Un rapport significatif. Je cite comme exemple le rapport de Katerina Batzeli qui a été adopté il y a deux mois par une majorité (390 voix pour, 112 contre, 71 abstentions) qui dépasse de loin le groupe politique auquel le rapporteur appartient (groupe socialiste). C'est l'ensemble des groupes politiques qui, malgré la présentation en plénière d'une résolution alternative, a soutenu l'agriculture européenne et les intérêts des consommateurs face aux abus du commerce et de la distribution. Le PE a réclamé que soient clarifiés les facteurs qui provoquent l'écart excessif entre le prix à la production et le prix final au consommateur, en dénonçant le rôle déterminant joué par la concentration croissante de la chaîne d'approvisionnement, la spéculation sur les produits agricoles de base, ainsi que d'autres facteurs externes aux coûts de production. Il a invité la Commission européenne à concrétiser ses projets visant à créer un système efficace de suivi du marché et une vaste base de données électroniques, accessible aux citoyens, indiquant les prix des produits à l'origine et les coûts réels de la distribution. En outre et surtout, l'offre des produits agricoles doit être diversifiée en développant les organisations de producteurs, les coopératives et d'autres structures analogues. Le résultat serait d'augmenter le pouvoir de négociation des agriculteurs en rapprochant les réseaux de distribution et les consommateurs. La position du PE a été expliquée en détail dans notre bulletin n° 9871.

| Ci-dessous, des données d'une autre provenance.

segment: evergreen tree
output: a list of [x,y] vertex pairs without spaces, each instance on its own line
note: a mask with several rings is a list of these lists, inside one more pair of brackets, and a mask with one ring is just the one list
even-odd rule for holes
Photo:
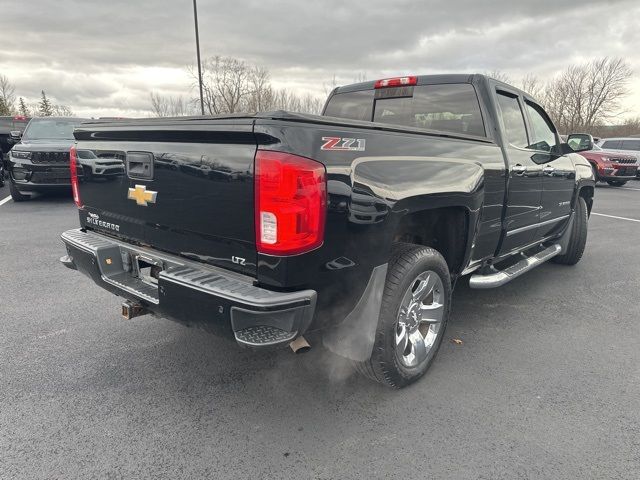
[[18,112],[24,117],[29,116],[29,107],[27,107],[27,104],[24,103],[24,98],[22,97],[20,97],[20,99],[18,100]]
[[11,109],[4,101],[4,98],[0,97],[0,116],[11,115]]
[[47,94],[42,90],[42,100],[38,104],[38,114],[41,117],[50,117],[53,115],[53,106],[51,101],[47,98]]

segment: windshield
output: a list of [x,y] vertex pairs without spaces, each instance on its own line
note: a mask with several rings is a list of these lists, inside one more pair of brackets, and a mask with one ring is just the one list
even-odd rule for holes
[[31,120],[24,135],[23,140],[73,140],[73,129],[82,120],[77,118],[47,118]]

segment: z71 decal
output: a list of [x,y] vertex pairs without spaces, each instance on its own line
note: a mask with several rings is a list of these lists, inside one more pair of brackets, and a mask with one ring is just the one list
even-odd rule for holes
[[364,152],[364,138],[322,137],[320,150],[339,152]]

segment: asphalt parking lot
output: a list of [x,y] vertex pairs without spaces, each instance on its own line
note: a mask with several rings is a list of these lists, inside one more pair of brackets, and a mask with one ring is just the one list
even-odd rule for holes
[[7,201],[0,478],[637,479],[640,182],[598,186],[594,212],[577,266],[463,279],[433,367],[392,391],[321,348],[123,321],[58,263],[70,198]]

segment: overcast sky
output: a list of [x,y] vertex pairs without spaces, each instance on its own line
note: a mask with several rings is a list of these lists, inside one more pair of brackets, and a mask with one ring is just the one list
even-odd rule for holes
[[[36,102],[79,115],[149,115],[149,92],[197,96],[192,0],[4,0],[0,73]],[[627,115],[640,115],[640,1],[199,0],[203,57],[267,67],[273,83],[323,85],[411,73],[501,70],[549,78],[569,63],[625,58]]]

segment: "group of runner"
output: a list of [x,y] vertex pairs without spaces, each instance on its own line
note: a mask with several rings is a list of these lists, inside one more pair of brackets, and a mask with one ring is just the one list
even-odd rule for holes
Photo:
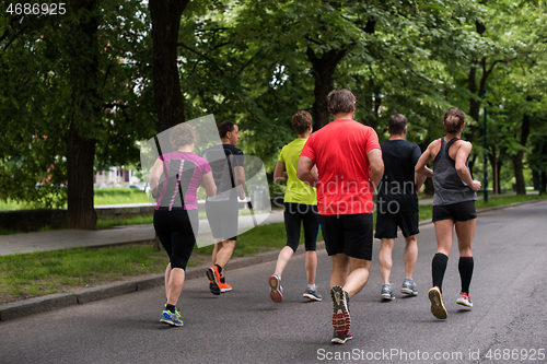
[[[432,177],[438,250],[432,260],[433,284],[428,293],[431,313],[440,319],[447,317],[442,281],[454,228],[458,239],[462,279],[456,303],[473,307],[469,284],[477,216],[474,201],[480,181],[473,180],[468,168],[472,144],[461,140],[465,114],[456,107],[450,108],[443,116],[445,137],[433,141],[422,154],[418,145],[405,140],[407,119],[400,114],[389,118],[389,140],[380,144],[374,129],[353,120],[356,97],[350,91],[330,92],[327,107],[334,121],[313,133],[312,117],[307,111],[299,111],[292,117],[298,138],[282,149],[275,168],[275,181],[287,181],[283,201],[287,246],[279,253],[275,272],[268,278],[270,298],[276,303],[283,301],[281,275],[299,246],[303,224],[307,278],[303,296],[322,301],[315,284],[316,239],[321,226],[325,248],[333,262],[329,282],[334,328],[331,342],[345,343],[352,338],[349,301],[369,279],[375,189],[377,219],[374,237],[382,242],[379,254],[383,283],[381,297],[395,297],[389,275],[397,228],[400,228],[406,242],[405,279],[400,292],[417,295],[418,289],[412,280],[418,258],[417,192],[426,178]],[[158,158],[150,177],[150,186],[158,197],[154,228],[170,256],[165,272],[167,302],[161,321],[175,326],[183,325],[176,302],[197,236],[197,187],[201,184],[208,195],[206,211],[216,245],[213,266],[207,269],[207,275],[210,291],[216,295],[232,290],[223,272],[235,246],[237,213],[226,212],[237,210],[237,197],[245,198],[244,156],[235,148],[240,139],[237,125],[224,121],[219,126],[228,163],[217,164],[208,162],[207,155],[202,157],[191,153],[195,138],[191,138],[191,128],[188,128],[182,124],[173,130],[171,141],[175,151]],[[182,134],[190,137],[183,138]],[[433,169],[427,167],[431,160]],[[159,188],[162,175],[163,188]],[[229,178],[225,177],[228,175]],[[185,193],[181,186],[186,188]],[[183,199],[181,195],[184,195]],[[188,234],[188,226],[191,234]]]

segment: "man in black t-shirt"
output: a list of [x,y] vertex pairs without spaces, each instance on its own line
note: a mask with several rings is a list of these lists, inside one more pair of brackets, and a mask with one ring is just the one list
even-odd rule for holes
[[206,212],[214,238],[212,267],[207,268],[209,289],[216,295],[232,291],[224,279],[224,267],[232,257],[237,238],[237,196],[245,199],[245,172],[243,152],[235,148],[240,129],[232,121],[219,125],[222,145],[203,152],[212,168],[217,195],[206,200]]
[[416,144],[405,141],[407,119],[397,114],[389,118],[387,127],[389,140],[381,144],[384,161],[384,176],[377,188],[375,238],[382,239],[379,254],[379,267],[382,275],[382,300],[394,300],[389,274],[392,272],[392,251],[397,237],[397,226],[405,236],[406,247],[405,281],[401,293],[417,295],[418,289],[412,280],[418,259],[418,196],[424,176],[415,177],[415,165],[421,151]]

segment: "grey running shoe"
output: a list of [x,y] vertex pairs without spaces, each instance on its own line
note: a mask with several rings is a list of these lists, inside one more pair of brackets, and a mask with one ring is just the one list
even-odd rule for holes
[[353,339],[351,336],[351,331],[348,331],[345,337],[338,334],[338,332],[333,333],[333,339],[330,340],[331,343],[346,343],[346,341]]
[[459,293],[459,297],[457,297],[456,300],[456,303],[458,305],[462,305],[462,306],[466,306],[466,307],[469,307],[472,308],[473,307],[473,302],[472,300],[469,298],[469,295],[468,294],[465,294],[465,293]]
[[336,333],[345,338],[351,326],[348,293],[341,286],[335,285],[330,289],[330,298],[333,300],[333,328]]
[[384,285],[382,285],[382,292],[380,293],[380,295],[382,296],[382,300],[395,300],[392,291],[392,285],[389,283],[385,283]]
[[281,286],[281,277],[274,273],[268,278],[268,285],[270,286],[270,298],[275,303],[283,302],[283,287]]
[[400,293],[405,293],[411,296],[418,295],[418,286],[414,282],[411,278],[405,278],[403,282],[403,287],[400,289]]
[[446,312],[446,308],[444,308],[441,291],[434,286],[429,290],[428,296],[429,301],[431,301],[431,314],[439,319],[445,319],[449,316],[449,313]]
[[312,301],[322,301],[322,296],[319,294],[319,292],[317,291],[317,286],[315,286],[315,290],[312,290],[311,287],[307,287],[305,291],[304,291],[304,294],[302,295],[303,297],[305,298],[310,298]]

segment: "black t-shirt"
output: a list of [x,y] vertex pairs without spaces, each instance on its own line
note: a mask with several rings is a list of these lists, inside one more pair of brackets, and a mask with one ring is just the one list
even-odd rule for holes
[[226,200],[230,198],[237,198],[235,187],[234,167],[244,166],[243,151],[231,145],[222,144],[216,145],[206,150],[202,156],[211,166],[212,178],[217,185],[217,195],[208,197],[207,200]]
[[406,140],[387,140],[380,146],[384,160],[384,176],[377,191],[377,210],[418,211],[414,169],[421,155],[420,148]]

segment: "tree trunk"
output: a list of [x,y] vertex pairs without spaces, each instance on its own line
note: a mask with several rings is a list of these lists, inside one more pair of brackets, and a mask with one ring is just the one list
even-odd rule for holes
[[[154,107],[158,113],[158,132],[184,120],[184,97],[177,66],[178,30],[181,16],[189,0],[150,0],[153,43]],[[162,245],[155,235],[154,250]]]
[[511,156],[511,161],[513,162],[516,195],[526,195],[526,185],[524,184],[524,167],[522,163],[523,156],[524,151],[520,151],[519,153],[516,153],[516,155]]
[[77,0],[70,11],[79,22],[70,30],[70,78],[73,111],[67,140],[67,227],[94,230],[97,216],[93,206],[93,167],[96,140],[90,132],[101,120],[98,93],[98,0]]
[[95,140],[80,137],[72,122],[67,141],[68,228],[94,230],[96,226],[97,214],[93,206],[95,145]]
[[330,118],[330,113],[327,108],[327,95],[333,91],[333,77],[336,66],[346,56],[346,49],[330,49],[318,58],[314,50],[307,47],[307,60],[312,63],[312,73],[315,79],[313,118],[316,130],[326,126]]
[[[521,145],[525,146],[529,136],[529,115],[524,114],[522,117],[521,126]],[[514,176],[516,179],[515,190],[516,195],[526,195],[526,185],[524,184],[524,151],[520,150],[516,154],[511,155],[513,162]]]
[[153,43],[153,90],[162,132],[184,121],[184,97],[177,67],[181,16],[188,0],[150,0]]

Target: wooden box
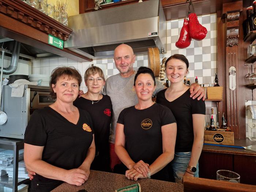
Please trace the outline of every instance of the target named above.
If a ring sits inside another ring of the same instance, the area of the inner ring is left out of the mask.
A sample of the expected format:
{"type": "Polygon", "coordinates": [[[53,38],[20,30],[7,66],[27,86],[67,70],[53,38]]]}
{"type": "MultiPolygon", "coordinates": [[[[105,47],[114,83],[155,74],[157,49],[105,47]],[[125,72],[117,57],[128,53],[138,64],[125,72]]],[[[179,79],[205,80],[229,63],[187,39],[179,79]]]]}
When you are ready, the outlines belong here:
{"type": "Polygon", "coordinates": [[[204,143],[219,145],[234,145],[234,132],[205,131],[204,143]]]}
{"type": "Polygon", "coordinates": [[[222,99],[223,87],[207,87],[207,99],[222,99]]]}

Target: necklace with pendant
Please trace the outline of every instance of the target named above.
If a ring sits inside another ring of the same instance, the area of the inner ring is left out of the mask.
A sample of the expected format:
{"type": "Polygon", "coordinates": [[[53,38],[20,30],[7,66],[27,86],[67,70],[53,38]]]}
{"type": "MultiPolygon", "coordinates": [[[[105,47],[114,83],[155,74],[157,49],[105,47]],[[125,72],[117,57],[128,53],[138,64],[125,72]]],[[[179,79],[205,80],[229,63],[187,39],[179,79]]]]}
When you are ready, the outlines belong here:
{"type": "Polygon", "coordinates": [[[98,101],[96,101],[96,102],[94,102],[92,100],[91,100],[91,102],[92,102],[91,104],[92,104],[93,105],[93,103],[98,103],[99,101],[99,100],[101,100],[101,99],[99,99],[99,100],[98,100],[98,101]]]}

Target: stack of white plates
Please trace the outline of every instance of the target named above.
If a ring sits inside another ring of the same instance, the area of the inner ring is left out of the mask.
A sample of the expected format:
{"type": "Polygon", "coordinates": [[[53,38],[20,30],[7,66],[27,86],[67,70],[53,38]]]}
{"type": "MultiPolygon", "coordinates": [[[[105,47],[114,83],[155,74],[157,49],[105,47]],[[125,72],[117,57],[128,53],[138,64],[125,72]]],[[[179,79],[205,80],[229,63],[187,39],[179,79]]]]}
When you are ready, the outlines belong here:
{"type": "Polygon", "coordinates": [[[41,84],[42,86],[49,86],[49,82],[50,82],[50,75],[40,75],[36,74],[31,74],[29,75],[29,81],[30,82],[40,82],[41,80],[41,84]]]}

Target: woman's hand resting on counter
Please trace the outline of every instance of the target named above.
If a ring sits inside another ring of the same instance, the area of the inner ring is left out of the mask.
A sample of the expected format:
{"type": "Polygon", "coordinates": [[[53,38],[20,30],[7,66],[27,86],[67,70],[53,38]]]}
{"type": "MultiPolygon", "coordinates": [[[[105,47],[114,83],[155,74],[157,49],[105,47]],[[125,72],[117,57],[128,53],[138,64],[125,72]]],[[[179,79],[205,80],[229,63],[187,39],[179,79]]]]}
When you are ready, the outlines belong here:
{"type": "Polygon", "coordinates": [[[89,174],[80,169],[73,169],[67,170],[62,180],[69,184],[80,186],[88,180],[89,174]]]}

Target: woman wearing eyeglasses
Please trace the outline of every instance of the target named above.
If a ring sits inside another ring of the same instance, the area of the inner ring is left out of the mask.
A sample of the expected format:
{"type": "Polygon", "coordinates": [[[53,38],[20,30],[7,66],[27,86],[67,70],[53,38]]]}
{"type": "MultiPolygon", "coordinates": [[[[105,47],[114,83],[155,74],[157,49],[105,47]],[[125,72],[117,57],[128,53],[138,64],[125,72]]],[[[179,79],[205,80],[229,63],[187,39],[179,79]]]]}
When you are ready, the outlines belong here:
{"type": "Polygon", "coordinates": [[[100,93],[105,84],[104,74],[100,68],[93,66],[85,72],[84,80],[88,91],[78,98],[74,105],[87,110],[93,120],[96,151],[91,169],[110,171],[109,138],[112,104],[109,96],[100,93]]]}

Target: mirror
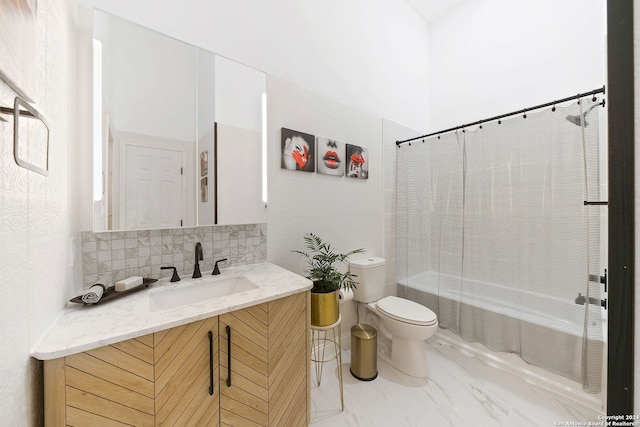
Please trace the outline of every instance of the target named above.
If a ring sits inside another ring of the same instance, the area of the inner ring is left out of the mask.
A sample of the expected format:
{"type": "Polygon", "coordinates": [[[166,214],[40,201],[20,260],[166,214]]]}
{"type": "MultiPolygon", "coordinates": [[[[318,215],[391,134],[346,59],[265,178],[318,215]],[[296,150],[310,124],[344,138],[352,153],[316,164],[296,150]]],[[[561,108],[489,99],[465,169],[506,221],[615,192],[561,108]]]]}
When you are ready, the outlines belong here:
{"type": "Polygon", "coordinates": [[[94,231],[266,222],[264,73],[94,11],[94,231]]]}

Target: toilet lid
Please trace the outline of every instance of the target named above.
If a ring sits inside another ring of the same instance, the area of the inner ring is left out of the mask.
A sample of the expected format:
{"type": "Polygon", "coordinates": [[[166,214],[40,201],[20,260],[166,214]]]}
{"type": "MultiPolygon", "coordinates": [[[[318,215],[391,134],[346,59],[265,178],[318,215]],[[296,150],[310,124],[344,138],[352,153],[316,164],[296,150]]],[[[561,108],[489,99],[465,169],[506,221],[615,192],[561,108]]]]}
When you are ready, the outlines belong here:
{"type": "Polygon", "coordinates": [[[377,302],[378,310],[392,319],[418,326],[430,326],[438,322],[436,314],[424,305],[398,297],[385,297],[377,302]]]}

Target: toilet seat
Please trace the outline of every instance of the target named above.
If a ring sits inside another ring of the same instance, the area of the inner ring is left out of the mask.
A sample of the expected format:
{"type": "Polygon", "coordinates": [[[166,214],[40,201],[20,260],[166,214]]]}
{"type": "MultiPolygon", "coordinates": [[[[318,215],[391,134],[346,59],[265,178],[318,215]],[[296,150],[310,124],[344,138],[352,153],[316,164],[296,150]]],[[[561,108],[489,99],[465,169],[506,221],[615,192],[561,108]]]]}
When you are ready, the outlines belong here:
{"type": "Polygon", "coordinates": [[[376,303],[384,315],[417,326],[432,326],[438,323],[436,314],[427,307],[404,298],[388,296],[376,303]]]}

J'ai retenu cet exemple comme symbolique de ce que fait et surtout que pourra faire le Parlement européen, mais j'aurais pu citer d'autres exemples, comme la prise de position réclamant une déclaration universelle sur le bien-être des animaux, ou le rapport de Mme Mairead McGuinness critiquant l'orientation de l'OMC en faveur de la libéralisation illimitée des échanges agricoles internationaux.
Deux remarques. J'ajoute une remarque liée à la campagne électorale. Une fois de plus, les électeurs ont dû avaler les ironies habituelles sur une Europe qui passe son temps à définir la taille des petits pois et la longueur des asperges. Or, il est évident que toutes les législations du monde comportent nécessairement des règles de cet acabit, et les responsables politiques les signent sans même savoir qu'elles existent. Les plus grands protagonistes de notre histoire ont signé des textes de cette envergure. Les ironies à ce sujet se veulent drôles, elles sont pénibles. Les dispositions européennes de ce genre répondaient toujours à des demandes des États membres. Dans un souci de simplification, les standards relatifs à 26 fruits et légumes seront supprimés à partir du mois prochain. Or, les producteurs protestent dans l'intérêt des consommateurs. Je ne sais pas qui a raison, mais on peut ainsi évaluer la hauteur des arguments des eurosceptiques.
Une dernière remarque: c'est la PAC qui finance les « restaurants du cœur » et d'autres initiatives analogues, qui sans le budget agricole de l'UE n'existeraient pas.